Politicians, including our Prime Minister during the last federal election campaign, love to preach "fairness" for the middle class and talk about putting "money in their pockets to save, invest, and grow the economy" but it's nakedly clear that despite the increasing struggle average families face to make ends meet, there's little end in sight of government's appetite for expanded taxation.



Trudeau plans to impose carbon taxes on all provinces, which will significantly increase the cost of all consumer goods by 2022.



There are plans to expand Canada Pension Plan funding in 2019, which will reduce paycheques for working Canadians.



Fully, 10% of all taxes paid nationwide now go towards paying off our massive and growing debt.



And debt, as anyone who has a house mortgage or car loan knows, takes money out of your pocket later for something you buy today.



As a consequence, "tax increases are being shifted onto future generations," says Charles Lammam, one of the authors of the Fraser study.

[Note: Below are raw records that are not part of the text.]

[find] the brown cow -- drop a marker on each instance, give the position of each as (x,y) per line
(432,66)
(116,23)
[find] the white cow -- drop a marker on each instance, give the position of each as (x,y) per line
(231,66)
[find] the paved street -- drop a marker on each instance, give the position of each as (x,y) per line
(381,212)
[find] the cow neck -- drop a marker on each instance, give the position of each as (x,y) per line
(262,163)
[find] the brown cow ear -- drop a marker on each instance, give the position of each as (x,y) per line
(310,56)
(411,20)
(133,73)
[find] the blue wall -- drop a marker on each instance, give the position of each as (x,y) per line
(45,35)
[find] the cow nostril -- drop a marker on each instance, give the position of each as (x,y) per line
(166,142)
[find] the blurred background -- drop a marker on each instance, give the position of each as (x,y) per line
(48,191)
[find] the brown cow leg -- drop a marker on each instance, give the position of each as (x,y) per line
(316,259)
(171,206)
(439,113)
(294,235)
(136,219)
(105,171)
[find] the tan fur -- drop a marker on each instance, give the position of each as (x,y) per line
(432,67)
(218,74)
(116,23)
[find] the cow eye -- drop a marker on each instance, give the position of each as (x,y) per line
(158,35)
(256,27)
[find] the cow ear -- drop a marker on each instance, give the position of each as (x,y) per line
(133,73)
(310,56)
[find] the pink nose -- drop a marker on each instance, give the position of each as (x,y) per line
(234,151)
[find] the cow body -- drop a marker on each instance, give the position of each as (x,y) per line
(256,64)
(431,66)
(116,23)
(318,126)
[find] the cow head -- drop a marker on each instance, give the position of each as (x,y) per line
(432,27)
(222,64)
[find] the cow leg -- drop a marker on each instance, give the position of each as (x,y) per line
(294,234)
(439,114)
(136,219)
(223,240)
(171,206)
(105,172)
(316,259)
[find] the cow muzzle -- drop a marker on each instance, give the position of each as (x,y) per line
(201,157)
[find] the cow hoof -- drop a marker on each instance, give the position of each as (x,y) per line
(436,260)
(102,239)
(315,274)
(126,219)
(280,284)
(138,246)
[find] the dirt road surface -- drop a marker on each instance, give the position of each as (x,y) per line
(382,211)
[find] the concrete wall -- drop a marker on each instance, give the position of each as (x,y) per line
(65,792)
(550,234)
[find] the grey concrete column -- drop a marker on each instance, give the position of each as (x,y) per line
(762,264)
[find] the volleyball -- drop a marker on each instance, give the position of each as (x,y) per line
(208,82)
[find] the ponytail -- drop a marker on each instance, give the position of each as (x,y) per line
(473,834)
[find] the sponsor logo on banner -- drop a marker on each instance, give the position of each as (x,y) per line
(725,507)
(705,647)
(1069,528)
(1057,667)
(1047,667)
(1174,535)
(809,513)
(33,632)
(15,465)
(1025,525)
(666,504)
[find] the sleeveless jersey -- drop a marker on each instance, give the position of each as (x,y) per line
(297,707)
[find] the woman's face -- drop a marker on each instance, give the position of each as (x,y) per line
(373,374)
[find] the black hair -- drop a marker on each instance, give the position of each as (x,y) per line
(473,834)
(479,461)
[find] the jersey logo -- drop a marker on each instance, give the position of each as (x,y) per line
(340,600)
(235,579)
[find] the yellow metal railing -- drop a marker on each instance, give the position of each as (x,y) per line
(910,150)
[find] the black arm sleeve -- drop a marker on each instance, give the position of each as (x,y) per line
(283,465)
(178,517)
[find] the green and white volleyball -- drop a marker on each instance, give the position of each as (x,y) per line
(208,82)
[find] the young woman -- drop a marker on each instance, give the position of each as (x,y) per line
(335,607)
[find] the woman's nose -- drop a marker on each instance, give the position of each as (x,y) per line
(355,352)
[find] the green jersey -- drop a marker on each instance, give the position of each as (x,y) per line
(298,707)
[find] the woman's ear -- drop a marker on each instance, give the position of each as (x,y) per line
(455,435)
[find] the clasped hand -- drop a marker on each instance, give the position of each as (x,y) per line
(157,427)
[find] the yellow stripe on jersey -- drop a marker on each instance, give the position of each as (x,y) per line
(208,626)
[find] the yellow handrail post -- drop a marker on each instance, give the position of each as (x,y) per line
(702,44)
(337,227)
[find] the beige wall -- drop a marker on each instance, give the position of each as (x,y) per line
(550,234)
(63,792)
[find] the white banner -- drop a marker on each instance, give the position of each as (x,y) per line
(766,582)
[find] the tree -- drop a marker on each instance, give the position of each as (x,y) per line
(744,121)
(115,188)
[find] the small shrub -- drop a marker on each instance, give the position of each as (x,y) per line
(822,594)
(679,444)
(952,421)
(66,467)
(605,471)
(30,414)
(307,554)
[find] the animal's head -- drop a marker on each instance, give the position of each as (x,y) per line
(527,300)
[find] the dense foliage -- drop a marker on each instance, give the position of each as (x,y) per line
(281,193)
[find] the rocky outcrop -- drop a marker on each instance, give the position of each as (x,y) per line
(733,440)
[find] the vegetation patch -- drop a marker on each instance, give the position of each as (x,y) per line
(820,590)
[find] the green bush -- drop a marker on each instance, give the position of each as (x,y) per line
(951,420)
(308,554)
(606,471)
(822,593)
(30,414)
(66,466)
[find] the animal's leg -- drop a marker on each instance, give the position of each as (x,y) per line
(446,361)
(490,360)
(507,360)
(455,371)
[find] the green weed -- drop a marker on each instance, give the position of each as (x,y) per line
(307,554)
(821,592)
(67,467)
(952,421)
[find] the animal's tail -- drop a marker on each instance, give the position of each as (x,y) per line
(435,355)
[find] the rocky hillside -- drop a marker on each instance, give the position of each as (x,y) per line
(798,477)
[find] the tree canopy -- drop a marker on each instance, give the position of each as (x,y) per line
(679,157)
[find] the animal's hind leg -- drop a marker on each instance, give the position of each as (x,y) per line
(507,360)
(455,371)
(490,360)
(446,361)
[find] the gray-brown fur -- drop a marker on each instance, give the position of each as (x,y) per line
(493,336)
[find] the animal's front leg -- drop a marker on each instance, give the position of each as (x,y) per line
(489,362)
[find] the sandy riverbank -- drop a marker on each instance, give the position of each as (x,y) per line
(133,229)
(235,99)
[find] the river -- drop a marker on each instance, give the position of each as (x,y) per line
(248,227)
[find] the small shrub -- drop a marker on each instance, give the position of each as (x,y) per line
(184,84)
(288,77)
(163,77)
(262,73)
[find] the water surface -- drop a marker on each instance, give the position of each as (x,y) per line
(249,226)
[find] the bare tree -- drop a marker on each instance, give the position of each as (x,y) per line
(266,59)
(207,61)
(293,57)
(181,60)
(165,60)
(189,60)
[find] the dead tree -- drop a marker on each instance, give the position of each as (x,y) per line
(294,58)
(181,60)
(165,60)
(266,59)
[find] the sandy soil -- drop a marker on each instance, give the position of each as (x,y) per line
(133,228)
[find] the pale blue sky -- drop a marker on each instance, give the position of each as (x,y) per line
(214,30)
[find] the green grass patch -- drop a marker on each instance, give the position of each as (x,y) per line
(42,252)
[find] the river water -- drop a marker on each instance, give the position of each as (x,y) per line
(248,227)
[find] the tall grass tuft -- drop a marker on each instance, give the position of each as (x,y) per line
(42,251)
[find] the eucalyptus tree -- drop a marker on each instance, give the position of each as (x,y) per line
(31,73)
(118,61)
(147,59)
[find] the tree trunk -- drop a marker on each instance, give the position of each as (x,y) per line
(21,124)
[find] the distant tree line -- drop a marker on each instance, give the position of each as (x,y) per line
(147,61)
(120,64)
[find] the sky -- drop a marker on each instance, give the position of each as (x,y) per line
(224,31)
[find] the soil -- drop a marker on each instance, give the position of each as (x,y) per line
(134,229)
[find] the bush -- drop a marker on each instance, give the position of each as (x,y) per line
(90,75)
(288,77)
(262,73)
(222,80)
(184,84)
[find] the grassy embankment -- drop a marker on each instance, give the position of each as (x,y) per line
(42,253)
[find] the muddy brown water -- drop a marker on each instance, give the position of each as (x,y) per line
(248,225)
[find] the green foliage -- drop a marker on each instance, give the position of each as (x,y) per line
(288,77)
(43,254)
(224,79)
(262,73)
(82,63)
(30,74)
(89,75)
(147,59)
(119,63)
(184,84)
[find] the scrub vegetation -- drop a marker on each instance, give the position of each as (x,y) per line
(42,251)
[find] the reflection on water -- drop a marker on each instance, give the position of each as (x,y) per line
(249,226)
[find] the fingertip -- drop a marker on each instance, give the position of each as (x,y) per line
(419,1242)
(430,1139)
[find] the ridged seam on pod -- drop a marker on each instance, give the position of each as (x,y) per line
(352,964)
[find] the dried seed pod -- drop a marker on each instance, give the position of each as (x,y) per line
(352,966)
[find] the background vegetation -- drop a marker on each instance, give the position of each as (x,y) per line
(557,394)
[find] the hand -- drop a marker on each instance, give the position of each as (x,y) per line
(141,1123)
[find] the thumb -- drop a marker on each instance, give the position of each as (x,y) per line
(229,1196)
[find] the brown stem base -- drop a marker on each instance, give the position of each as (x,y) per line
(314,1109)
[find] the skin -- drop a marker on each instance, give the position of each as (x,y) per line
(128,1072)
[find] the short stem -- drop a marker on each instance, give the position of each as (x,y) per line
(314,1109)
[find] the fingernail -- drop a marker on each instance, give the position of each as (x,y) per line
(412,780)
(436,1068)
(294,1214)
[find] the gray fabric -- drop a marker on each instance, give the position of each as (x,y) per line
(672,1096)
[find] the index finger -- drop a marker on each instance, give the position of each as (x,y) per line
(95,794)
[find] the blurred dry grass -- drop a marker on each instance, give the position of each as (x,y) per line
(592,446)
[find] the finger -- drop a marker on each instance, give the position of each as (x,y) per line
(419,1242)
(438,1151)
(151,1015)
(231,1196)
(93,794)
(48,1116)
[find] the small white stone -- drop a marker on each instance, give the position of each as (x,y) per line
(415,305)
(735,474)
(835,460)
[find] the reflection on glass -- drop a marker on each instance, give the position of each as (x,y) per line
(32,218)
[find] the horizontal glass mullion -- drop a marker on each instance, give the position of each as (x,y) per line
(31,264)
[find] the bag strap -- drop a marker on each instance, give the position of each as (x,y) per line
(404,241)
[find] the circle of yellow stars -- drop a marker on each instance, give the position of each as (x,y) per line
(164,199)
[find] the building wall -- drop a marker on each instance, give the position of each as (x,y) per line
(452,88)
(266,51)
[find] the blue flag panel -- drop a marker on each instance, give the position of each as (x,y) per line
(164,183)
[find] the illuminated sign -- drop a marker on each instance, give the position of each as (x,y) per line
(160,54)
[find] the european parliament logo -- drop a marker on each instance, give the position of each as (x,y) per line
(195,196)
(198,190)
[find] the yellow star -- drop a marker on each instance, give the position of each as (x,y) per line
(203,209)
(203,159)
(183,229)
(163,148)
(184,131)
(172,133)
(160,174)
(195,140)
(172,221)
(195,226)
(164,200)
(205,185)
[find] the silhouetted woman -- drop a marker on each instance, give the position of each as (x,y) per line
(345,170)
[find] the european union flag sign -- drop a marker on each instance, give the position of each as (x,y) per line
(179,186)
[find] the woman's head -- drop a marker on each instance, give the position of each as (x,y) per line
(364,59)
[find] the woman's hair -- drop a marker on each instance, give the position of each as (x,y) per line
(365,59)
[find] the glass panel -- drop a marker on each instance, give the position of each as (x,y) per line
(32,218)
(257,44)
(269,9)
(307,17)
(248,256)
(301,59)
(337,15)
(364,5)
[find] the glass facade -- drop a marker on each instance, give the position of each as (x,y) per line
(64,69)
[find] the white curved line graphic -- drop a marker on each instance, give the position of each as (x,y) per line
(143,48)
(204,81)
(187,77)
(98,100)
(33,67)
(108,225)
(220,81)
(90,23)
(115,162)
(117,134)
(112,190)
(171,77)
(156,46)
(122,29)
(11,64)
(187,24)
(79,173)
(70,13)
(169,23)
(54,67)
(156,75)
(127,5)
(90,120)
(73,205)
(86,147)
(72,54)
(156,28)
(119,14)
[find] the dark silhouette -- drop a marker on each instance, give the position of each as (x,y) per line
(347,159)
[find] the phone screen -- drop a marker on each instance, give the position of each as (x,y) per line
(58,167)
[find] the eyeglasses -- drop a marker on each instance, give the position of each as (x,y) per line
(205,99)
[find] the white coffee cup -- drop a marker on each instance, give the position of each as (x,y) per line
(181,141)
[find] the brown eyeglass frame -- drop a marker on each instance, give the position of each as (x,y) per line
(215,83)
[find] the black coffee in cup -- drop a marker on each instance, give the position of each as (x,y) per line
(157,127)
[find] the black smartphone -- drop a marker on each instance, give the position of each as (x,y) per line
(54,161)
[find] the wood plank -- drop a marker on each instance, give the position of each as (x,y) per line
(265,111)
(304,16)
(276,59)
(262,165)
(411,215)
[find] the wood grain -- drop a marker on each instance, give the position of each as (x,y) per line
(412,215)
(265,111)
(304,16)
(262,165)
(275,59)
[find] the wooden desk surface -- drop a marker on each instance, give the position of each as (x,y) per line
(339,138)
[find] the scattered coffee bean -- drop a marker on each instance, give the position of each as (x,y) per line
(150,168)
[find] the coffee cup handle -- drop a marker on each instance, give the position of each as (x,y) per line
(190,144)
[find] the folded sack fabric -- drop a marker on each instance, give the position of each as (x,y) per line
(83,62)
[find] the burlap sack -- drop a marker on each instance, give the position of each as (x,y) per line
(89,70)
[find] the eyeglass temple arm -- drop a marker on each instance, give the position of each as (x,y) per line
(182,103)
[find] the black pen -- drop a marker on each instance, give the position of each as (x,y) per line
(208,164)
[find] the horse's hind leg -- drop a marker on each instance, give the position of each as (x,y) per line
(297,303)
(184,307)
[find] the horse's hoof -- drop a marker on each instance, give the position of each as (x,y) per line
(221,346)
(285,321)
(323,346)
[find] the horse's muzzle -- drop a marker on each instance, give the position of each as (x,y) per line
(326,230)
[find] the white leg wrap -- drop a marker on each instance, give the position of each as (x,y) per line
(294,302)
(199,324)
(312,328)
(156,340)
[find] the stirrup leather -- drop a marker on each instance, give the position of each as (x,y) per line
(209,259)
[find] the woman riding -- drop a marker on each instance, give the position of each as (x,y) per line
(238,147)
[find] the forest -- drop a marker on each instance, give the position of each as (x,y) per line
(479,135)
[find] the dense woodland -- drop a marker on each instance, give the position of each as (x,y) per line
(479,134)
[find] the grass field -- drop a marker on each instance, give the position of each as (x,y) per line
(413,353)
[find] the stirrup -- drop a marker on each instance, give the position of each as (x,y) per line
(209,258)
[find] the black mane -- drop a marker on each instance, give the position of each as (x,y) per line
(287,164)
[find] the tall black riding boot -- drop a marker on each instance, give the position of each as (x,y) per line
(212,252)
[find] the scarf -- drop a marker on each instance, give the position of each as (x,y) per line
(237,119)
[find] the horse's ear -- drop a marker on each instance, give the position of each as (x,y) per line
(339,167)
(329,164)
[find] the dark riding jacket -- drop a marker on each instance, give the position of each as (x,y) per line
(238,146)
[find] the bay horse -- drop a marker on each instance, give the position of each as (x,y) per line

We do get much in return for taxes — public services like health care, transit, education, support for our military.



This provided justification for tax hikes — whether good ones or ill — peddled by a succession of governments of all political ilk across this country, but most, especially by left-wing political parties and interest groups which resort to ideological sophistry to retain power, validate narrow and self-serving agendas and deflect reasonable criticism.



Question the value of taxes or fees, whether civil servants should earn far more than private sector workers, why one of the most expensive health-care systems in the world suffers from chronic wait times and poor outcomes, and the political deflection becomes that such questions reflect animosity toward transit, indifference to the poor and reckless regard for health care.



So, we have collectively come to view high taxation as an indispensable and unassailable virtue, and shrug at inefficient, agenda-driven and mediocre government.



Fraser, of course, is only reporting the numbers. And the poor, suffering, unappreciated and over-taxed Canuck family undoubtedly will endure.



But at some point, the bears come home.

Good thread Shen.



Anyone who has worked as long as I have has seen more of their pay cheques being siphoned off by the taxman. The more you make, the more the vultures take. Maybe taxpayers should form a collective bargaining unit and demand lower taxes. :laugh3:

 ac_umm

RW

This place is getting a bit leftie lately.



:D
Beware of Gaslighters!

Anonymous

Quote from: "Velvet"
Anyone who has worked as long as I have has seen more of their pay cheques being siphoned off by the taxman. The more you make, the more the vultures take. Maybe taxpayers should form a collective bargaining unit and demand lower taxes. :laugh3:

I never considered joining a federation but it would be nice to get back to this "33.5% of the average family's income went to pay taxes in 1961 while 56.5% went to basic necessities."



But, it will not happen. Unfortunately, taxes for all Canadians will continue to go in one direction and that is up.



I would like to see what the total tax bite is for Aussies.

Anonymous

I think this country's best days are behind it. I'm a top tier earner according to the op and three levels of government are picking my pocket.



And on top of wanting more money, they are not doing nearly enough to support our mortgage paying industrial jobs. In too many instances they are working against working people.

Angry White Male

Taxes now go to things like settling in refugees for life, extra policing costs for new Canadians, welfare cheques and other special privileges for New Canadians...  for life...



Medical expenses for New Canadians, for life.



What's a few more billion dollars this costs us?



THIS is why I smoke where I want!  I raise the funds to save the world alone, via my smoking habit.



And yes, I smoke where I want!

Odinson

The biggest expense any western land has is helping bums like me who don't work.